1. Décret n° 2022-610 du 21 avril 2022 relatif aux compétences vaccinales des infirmiers et des pharmaciens d’officine.
Autant contracter la maladie, après on est protégé !
La maladie infectieuse peut en effet conférer une immunité spécifique mais elle expose à des risques de complications graves voire de mortalité d’où une balance bénéfices-risques en faveur de la vaccination.
L’aluminium provoque des maladies graves
Comme les autres adjuvants, l’aluminium est impliqué dans la survenue de la réaction locale temporaire (voir effets indésirables) mais à ce jour, malgré des décennies d’utilisation, aucune étude ne permet de les incriminer dans la survenue de maladies graves.
Inutile de se faire vacciner contre des maladies qui ont quasiment disparu en France !

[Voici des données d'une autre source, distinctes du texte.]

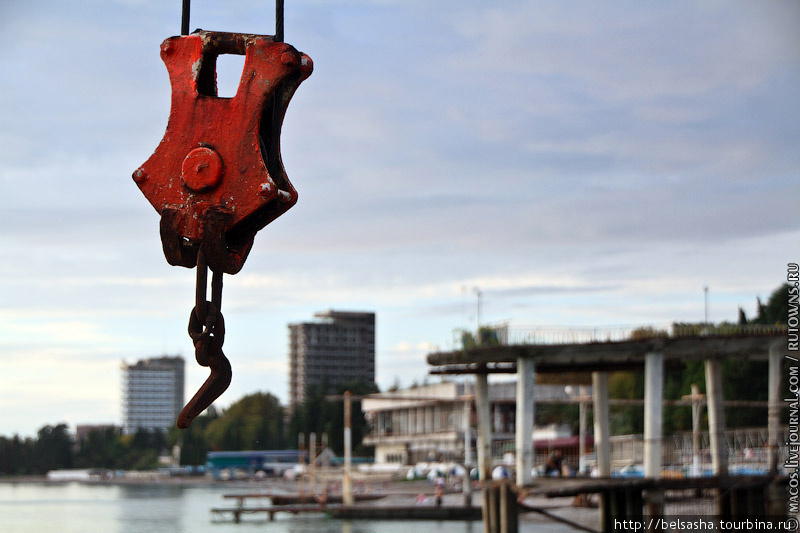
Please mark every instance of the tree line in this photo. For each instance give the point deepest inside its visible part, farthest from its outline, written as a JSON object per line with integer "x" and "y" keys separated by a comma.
{"x": 737, "y": 382}
{"x": 255, "y": 422}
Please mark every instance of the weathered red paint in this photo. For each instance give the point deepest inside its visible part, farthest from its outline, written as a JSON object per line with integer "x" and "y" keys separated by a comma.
{"x": 222, "y": 154}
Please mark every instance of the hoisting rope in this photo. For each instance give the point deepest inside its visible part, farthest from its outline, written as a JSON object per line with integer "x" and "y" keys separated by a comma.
{"x": 278, "y": 19}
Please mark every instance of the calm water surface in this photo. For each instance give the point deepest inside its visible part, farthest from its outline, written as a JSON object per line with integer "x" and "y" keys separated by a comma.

Le fait que certaines maladies aient presque disparu en France ne veut pas dire qu’elles ne circulent plus du tout : si la couverture vaccinale baisse, elles risquent de réémerger. Par ailleurs, elles sont encore endémiques dans certains pays, la vaccination permet aux voyageurs de s’en protéger.
Si on oublie un rappel, il faut tout recommencer
Toutes les doses de vaccin reçues comptent indépendamment du délai écoulé depuis la dernière dose reçue, le schéma vaccinal doit être complété et non recommencé entièrement.
PUIS-JE CONSERVER MON VACCIN TOUTE LA JOURNÉE DANS UNE POCHETTE ISOTHERME ?
Les vaccins se conservent généralement au réfrigérateur entre 2 et 8 °C et l’efficacité des pochettes isothermes n’est pas établie, même munies d’un pack réfrigéré. La rupture du froid est sans conséquences durant 2 heures pour l’ensemble des vaccins, davantage pour certains. Au-delà de ce délai, le vaccin doit être conservé au réfrigérateur sur une clayette sans toucher les parois et non dans la porte ou dans le bac à légumes où la température est plus élevée.